I think you’re missing things like @MapKeyColumn, @OrderColumn
Also, you might think about embedded objects. I think today the implicit contract received
the qualified property names separated by dots e.g. “homeAddress.street”. should that
continue as it is or is there a need for abstraction?
Emmanuel
On 31 Jan 2015, at 03:33, Steve Ebersole <steve(a)hibernate.org>
wrote:
So here is what I have for implicit naming strategy, in simplified form:
Table naming
Entity primary table - @Table
Join table - @JoinTable
Collection table - @CollectionTable
<secondary table are required to be explicitly named>
Column naming
basic attribute column
entity discriminator column
tenant id column
@Any discriminator column
@Any key column
@JoinColumn
@PrimaryKeyJoinColumn
Especially as far as column naming goes, can anyone see any I am missing?

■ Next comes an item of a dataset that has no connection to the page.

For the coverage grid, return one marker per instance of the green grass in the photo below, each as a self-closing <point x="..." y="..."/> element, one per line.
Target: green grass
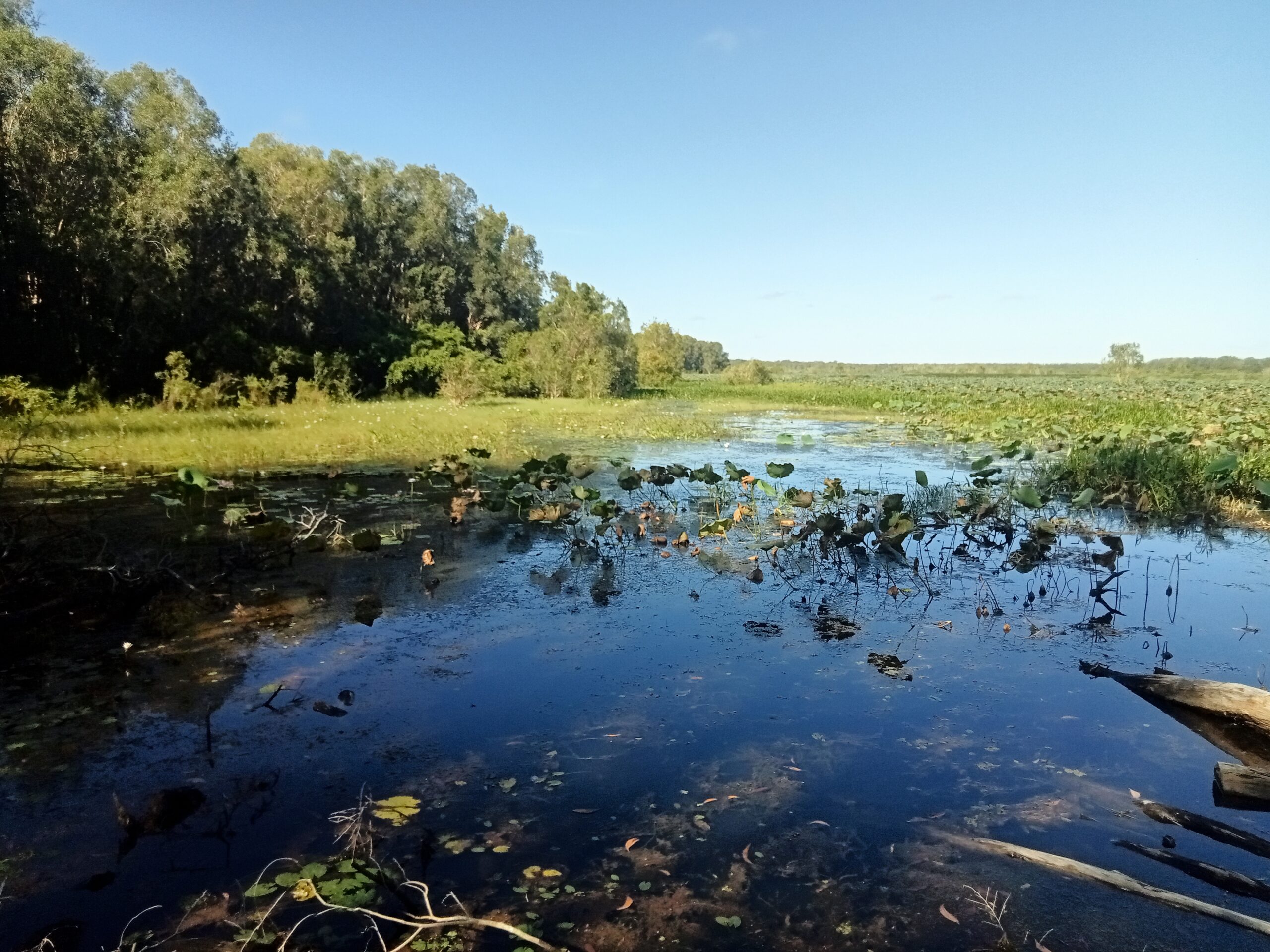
<point x="391" y="432"/>
<point x="1150" y="440"/>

On Fri, Jan 23, 2015 at 10:43 AM, Steve Ebersole <steve(a)hibernate.org
<mailto:steve@hibernate.org>> wrote:
Thanks Max for validating I am not going insane... at least in regards to this :)
On Fri, Jan 23, 2015 at 10:19 AM, Max Rydahl Andersen <manderse(a)redhat.com
<mailto:manderse@redhat.com>> wrote:
On 23 Jan 2015, at 14:18, Steve Ebersole wrote:
[1] - I vaguely recall seeing that certain databases allow different length
constraints for different types of identifiers (table name, versus column
name, versus constrain name, ...). Can anyone confirm that?
I remember db2 have this fun.
http://bytes.com/topic/db2/answers/183320-maximum-length-table-names-colu...
<
http://bytes.com/topic/db2/answers/183320-maximum-length-table-names-colu...
I believe Oracle has too but couldn't find evidence for it.